The Jewish Chronicle

The upside to Galloway’s win

- Geoffrey Alderman

ON THE morrow of George Galloway’s victory in Bradford West, a colleague phoned to ask me whether this was “a good thing”. For a moment I wondered what was meant by this question. “Democracy,” I said, “is a good thing, and if Bradford West wants a cunning, extrovert, smooth-talking, publicitys­eeking maverick political operator as its MP, so be it.” This response didn’t satisfy my interrogat­or. “Hadn’t Galloway exploited the Muslim vote? Wasn’t this introducin­g ethnicity and religion into politics? Wasn’t this divisive and reprehensi­ble?’

Well, of course Galloway exploited the Muslim vote. He’d have been a fool had he not done so (a showman Galloway might be, but he’s no fool). Much of his campaign was focused on exploiting Anglo-muslim feelings of alienation from the political establishm­ent and prising Bradford’s Muslim voters away from their historic identifica­tion with Labour. One of the levers he used to achieve this was to play on Labour’s support for military action in Iraq and Afghanista­n. Many — perhaps most — Anglo-muslims regard this action as an attack on Islam. Of course, we can all agree that the manner in which Galloway played this particular card was entirely cynical — he was a supporter (indeed a friend) of the mass murderer Saddam Hussein and he has been on friendly terms with another Arab mass murderer, Bashar Assad. But to the short-sighted voters of Bradford this clearly signified nothing.

The choice at Bradford West was between a Muslim Labour candidate who could be trusted only to play to Ed Miliband’s tune (did Ed’s Jewishness also, I wonder, play a part?), and an infidel (Galloway is a Catholic) who could be guaranteed to oppose everything Miliband stood for.
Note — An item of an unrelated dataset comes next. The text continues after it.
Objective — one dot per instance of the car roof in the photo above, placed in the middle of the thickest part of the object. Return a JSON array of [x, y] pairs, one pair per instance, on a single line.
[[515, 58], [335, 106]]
A “no-brainer”.

As for Galloway’s campaign being “divisive and reprehensi­ble,” so what? All of politics is divisive and much of it is reprehensi­ble. The smug, second-rate political establishm­ent with which the UK is currently saddled likes to feel that it alone has the right to set the boundaries of political debate. Now it has received a well-deserved kick in the privates. And a good thing, too.

I was about to put the phone down when the colleague who’d had the good sense to contact me bowled the googly I suspected would come down the wicket. “Surely,” he pleaded, “as a Jew, you must feel unhappy at Galloway’s victory.”

Of course, in one sense, I am. Frankly, I would rather the showman and Arab nationalis­t had not been granted yet another opportunit­y to grace the Palace of Westminste­r with his presence. But an election outcome is an election outcome. And within the cloud that will now move south from the West Riding of Yorkshire to that Palace by the Thames there is — certainly for us Jews — a silver lining.

Galloway’s campaign was suffused with pro-palestinia­n rhetoric. In a remarkable letter that his Respect Party distribute­d in mosques throughout the constituen­cy, he declared: “I, George Galloway, came to the side of the people of Palestine in their agony.” Whether he did or did not is beside the point, which is that he and his advisers clearly thought this a point worth making. In this sense, Galloway not only played the Muslim card. He played the anti-israeli card. And won. Not for nothing did he feel compelled to tweet, post-election: “Long live Palestine, free, Arab, dignified.”

His presence at Westminste­r will be more significan­t than that of Baroness Tonge. She is unelected. Galloway can rightfully claim, from his considerab­le Muslim electorate, a mandate that encompasse­s many things, including a primeval hostility to the Jewish state. Don’t take my word for this. Trawl through material online — for instance his nasty comments about Israel and Zionism reportedly made during an American radio interview in 2005.

And remember that, behind Galloway, is his party. On its website, Respect currently advertises a “summer university,” to be held in Beirut in September, at which “the Palestinia­n right of return” will be the major theme. This is — of course — a proxy for the destructio­n of the Jewish state.

So Galloway’s sensationa­l wooing of the Muslims of Bradford has cleared the air. And for that I for one am very grateful.